Aside from their size, the blue tits (above) and great tits (below) are largely similar for the first few days, with their distinctive colours only becoming apparent in the second week.
Although, more accurately, they don’t actually really have their distinctive colours yet. While their plumage as youngsters isn’t as dissimilar to that of adults as it is in flycatchers, it still is markedly different. Compared to an adult great tit, the plumage of the young one looks like it had a yellow filter put over it: the white areas are yellow, the glossy black parts a dull brown. For the blue tit, the characteristic colour from which it gets its name is still entirely absent, instead appearing some shade of green!

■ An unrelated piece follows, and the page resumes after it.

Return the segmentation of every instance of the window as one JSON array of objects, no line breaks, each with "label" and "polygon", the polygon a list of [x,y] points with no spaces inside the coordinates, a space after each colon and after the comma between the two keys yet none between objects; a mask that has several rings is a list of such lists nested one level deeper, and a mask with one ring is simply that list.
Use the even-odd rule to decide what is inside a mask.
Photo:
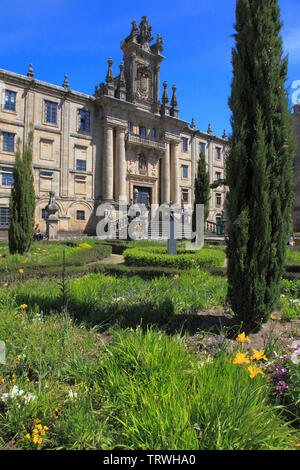
[{"label": "window", "polygon": [[79,130],[89,131],[90,130],[90,112],[80,109],[79,114],[80,114]]},{"label": "window", "polygon": [[86,161],[85,160],[76,160],[76,170],[86,171]]},{"label": "window", "polygon": [[140,126],[140,135],[146,137],[146,127]]},{"label": "window", "polygon": [[4,109],[8,109],[9,111],[16,110],[16,93],[14,91],[5,91]]},{"label": "window", "polygon": [[182,202],[189,202],[189,190],[188,189],[182,190]]},{"label": "window", "polygon": [[4,152],[15,151],[15,134],[3,132],[3,150]]},{"label": "window", "polygon": [[216,206],[220,207],[222,204],[222,194],[216,194]]},{"label": "window", "polygon": [[182,165],[181,168],[182,168],[182,178],[187,178],[189,167],[187,165]]},{"label": "window", "polygon": [[47,219],[47,217],[48,217],[48,211],[47,211],[47,209],[42,209],[42,219],[45,220],[45,219]]},{"label": "window", "polygon": [[45,121],[50,124],[56,124],[57,121],[57,103],[45,101]]},{"label": "window", "polygon": [[152,129],[152,138],[156,139],[156,129],[155,129],[155,127],[153,127],[153,129]]},{"label": "window", "polygon": [[51,177],[51,176],[53,176],[53,173],[52,173],[52,171],[40,171],[40,176]]},{"label": "window", "polygon": [[203,152],[205,154],[205,143],[204,142],[200,142],[200,152]]},{"label": "window", "polygon": [[182,150],[184,152],[187,152],[187,150],[188,150],[188,139],[187,139],[187,137],[182,137],[181,140],[182,140]]},{"label": "window", "polygon": [[219,181],[221,179],[221,172],[220,171],[216,171],[216,180]]},{"label": "window", "polygon": [[85,212],[76,211],[76,220],[85,220]]},{"label": "window", "polygon": [[221,149],[220,149],[220,147],[216,147],[216,159],[221,160]]},{"label": "window", "polygon": [[12,186],[12,184],[13,184],[12,168],[2,168],[2,185]]},{"label": "window", "polygon": [[9,208],[0,207],[0,227],[9,226]]},{"label": "window", "polygon": [[130,132],[132,132],[132,124],[131,122],[128,123],[128,132],[130,134]]}]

For adult birds, their colours are known to play an important role in attracting a partner: some of these pigments cannot actually be produced by the birds themselves, and instead originate from their food, which means that only those birds who are capable of finding a lot of the right type of food can produce the right shade. Demonstrating an ability to efficiently find food makes you a pretty attractive suitor, as the female birds largely rely on their partners to provide them with food when they themselves are incubating eggs, and it will take the combined efforts of both parents to feed all those hungry mouths of their offspring. For the chicks, signalling to prospective partners is not something they have to worry about until next year, so the more subdued colours are more practical by offering some camouflage. Looking different from the adults may also prevent getting into trouble with other birds of the same species, as they won’t be regarded as potential competitors when entering these birds’ territories.
-  Norris KJ (1990) Female choice and the evolution of the conspicuous plumage coloration of monogamous male great tits. Behavioral Ecology and Sociobiology 6: 129–138.
-  Fitze PS, Kolliker M, Richner H (2003) Effects of common origin and common environment on nestling plumage coloration in the great tit (Parus major). Evolution 57(1): 144–150.